Morpheus always says that everyone has a weakness. If he were here, he would tell me to find hers, so when I face her again I can crush her.
I intend to do just that.
The carpet beetle’s vacuum whines, muffling the arguing, sneezing, and shushing going on around me. I lean back and look up at the chandeliers made of fireflies—each half the size of my arm—bound together by brass harnesses and chains. The glowing insects dip and dive, painting brushstrokes of yellow light across the red velvet walls. I tilt my head and stare out the window. More firefly fixtures illuminate the darkness, rolling across the tunnel’s ceiling like glittery Ferris wheels.
I suppress a yawn. I’m exhausted, but too keyed up to close my eyes. I can’t seem to settle in time and place. Just yesterday, I was at a table in the asylum’s sun-filled courtyard, tricking my dad into eating a mushroom that would shrink him. That seems like an eternity ago, but not nearly as long as it’s been since I’ve hugged Mom . . . argued with Morpheus . . . kissed Jeb. I miss Mom’s scent, how she smells after working in the garden—like overturned soil and flowers. I miss the way Morpheus’s jeweled eye markings flit through a rainbow of emotions when he challenges me, and I miss the arrested expression Jeb always used to wear when he painted.
The littlest things I once took for granted have become priceless treasures.

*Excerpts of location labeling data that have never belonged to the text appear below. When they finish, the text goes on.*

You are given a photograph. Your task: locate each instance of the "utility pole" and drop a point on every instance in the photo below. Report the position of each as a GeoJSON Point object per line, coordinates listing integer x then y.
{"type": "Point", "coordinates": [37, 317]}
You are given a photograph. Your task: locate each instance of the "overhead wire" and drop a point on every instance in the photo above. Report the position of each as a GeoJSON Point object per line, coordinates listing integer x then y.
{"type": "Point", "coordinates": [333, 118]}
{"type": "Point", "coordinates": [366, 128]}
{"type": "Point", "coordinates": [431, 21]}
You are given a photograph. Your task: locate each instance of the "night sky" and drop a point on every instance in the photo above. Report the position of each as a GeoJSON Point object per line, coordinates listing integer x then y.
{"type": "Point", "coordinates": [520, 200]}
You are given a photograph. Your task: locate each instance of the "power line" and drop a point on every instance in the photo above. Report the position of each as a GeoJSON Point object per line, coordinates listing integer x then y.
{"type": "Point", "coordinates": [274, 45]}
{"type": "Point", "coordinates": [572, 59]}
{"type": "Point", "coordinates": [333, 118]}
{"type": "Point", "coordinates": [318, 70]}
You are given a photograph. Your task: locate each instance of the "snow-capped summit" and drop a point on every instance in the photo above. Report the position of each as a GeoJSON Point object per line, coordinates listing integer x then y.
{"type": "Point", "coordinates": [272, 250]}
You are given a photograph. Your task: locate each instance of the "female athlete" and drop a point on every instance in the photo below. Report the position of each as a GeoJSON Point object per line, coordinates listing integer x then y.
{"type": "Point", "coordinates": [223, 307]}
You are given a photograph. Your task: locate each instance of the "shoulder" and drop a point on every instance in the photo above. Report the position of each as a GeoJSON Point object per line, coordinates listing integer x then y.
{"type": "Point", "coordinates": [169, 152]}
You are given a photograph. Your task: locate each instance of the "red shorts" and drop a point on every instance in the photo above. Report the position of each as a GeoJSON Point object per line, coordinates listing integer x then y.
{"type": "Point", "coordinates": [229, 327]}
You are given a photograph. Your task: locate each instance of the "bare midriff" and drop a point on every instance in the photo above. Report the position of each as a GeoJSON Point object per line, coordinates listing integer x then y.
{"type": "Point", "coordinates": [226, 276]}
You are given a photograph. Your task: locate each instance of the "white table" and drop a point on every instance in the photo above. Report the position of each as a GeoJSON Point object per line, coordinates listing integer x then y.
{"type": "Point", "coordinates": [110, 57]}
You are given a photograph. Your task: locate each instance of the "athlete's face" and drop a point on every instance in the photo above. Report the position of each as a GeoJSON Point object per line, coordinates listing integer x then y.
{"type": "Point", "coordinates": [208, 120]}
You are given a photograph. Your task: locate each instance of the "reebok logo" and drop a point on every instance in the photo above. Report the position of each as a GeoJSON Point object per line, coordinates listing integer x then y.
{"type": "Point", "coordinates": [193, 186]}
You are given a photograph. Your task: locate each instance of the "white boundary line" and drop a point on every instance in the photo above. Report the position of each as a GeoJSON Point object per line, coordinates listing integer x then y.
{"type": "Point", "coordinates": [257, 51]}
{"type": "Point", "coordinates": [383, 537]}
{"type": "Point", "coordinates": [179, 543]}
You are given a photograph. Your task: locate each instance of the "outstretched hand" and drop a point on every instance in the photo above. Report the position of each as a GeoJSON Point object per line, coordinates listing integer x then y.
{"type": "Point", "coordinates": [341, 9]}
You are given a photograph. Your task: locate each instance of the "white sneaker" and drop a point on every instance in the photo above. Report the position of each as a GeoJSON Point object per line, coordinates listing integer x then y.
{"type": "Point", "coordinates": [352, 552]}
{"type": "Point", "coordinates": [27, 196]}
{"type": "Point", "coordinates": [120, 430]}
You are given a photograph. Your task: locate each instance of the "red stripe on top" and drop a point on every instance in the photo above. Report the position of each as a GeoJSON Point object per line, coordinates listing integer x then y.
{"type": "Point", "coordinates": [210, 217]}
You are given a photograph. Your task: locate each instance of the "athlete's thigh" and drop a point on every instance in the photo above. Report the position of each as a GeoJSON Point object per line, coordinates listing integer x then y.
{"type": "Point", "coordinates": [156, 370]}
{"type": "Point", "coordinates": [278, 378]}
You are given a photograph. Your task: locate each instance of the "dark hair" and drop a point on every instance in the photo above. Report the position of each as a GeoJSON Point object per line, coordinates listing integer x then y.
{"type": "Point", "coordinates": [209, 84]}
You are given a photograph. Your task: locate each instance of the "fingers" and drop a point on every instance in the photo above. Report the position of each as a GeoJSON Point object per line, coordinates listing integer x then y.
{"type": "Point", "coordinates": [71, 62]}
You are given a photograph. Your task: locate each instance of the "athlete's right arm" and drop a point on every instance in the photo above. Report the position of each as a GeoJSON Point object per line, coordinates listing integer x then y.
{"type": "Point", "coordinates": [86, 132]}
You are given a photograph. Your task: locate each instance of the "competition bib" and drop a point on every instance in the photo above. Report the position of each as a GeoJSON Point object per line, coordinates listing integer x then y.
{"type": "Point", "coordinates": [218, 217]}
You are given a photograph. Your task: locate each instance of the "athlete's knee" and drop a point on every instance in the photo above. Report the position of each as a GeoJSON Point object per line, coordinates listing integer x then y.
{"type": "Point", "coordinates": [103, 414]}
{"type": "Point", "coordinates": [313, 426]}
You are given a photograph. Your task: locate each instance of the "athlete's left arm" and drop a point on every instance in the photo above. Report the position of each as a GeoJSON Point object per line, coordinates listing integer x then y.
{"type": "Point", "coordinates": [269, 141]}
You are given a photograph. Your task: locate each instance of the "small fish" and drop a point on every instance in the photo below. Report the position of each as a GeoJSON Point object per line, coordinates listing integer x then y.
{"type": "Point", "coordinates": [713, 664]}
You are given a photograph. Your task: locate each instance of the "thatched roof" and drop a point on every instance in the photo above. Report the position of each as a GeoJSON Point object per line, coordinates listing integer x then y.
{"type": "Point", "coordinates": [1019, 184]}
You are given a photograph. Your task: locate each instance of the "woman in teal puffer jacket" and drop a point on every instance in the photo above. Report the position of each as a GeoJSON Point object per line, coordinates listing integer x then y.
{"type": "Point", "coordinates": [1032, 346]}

My stomach growls. Dad and I didn’t have breakfast, and my body tells me it’s lunchtime. I tuck my hand into the apron tied over my stiff, mud-caked hospital gown and roll the remaining mushrooms between my fingers. I’m hungry enough to consider eating one but won’t. The magic within that made us small enough to ride butterflies will make us big once we’re done here. I need to preserve them.
My outline reflects back from the windowpane: blue gown, white apron, frazzled blond hair with a streak of crimson down one side.
The first pixie was right. I’m the epitome of Alice.
A nightmare Alice.
An Alice gone mad, who thirsts for blood.
When I find Queen Red, she’ll beg me to stop at her head.
I snort at the silly rhyme, then sober as the beetle turns off his vacuum attachment. He straightens his black conductor hat and hobbles over on two of his six twiggy legs. The other two sets serve as arms, cradling a clipboard.
“Well?” I ask, looking up at him.
“I found three memories. From long ago, when she was young and unmarried. Before she was”—he looks around and lowers his voice to a whisper—“queen.”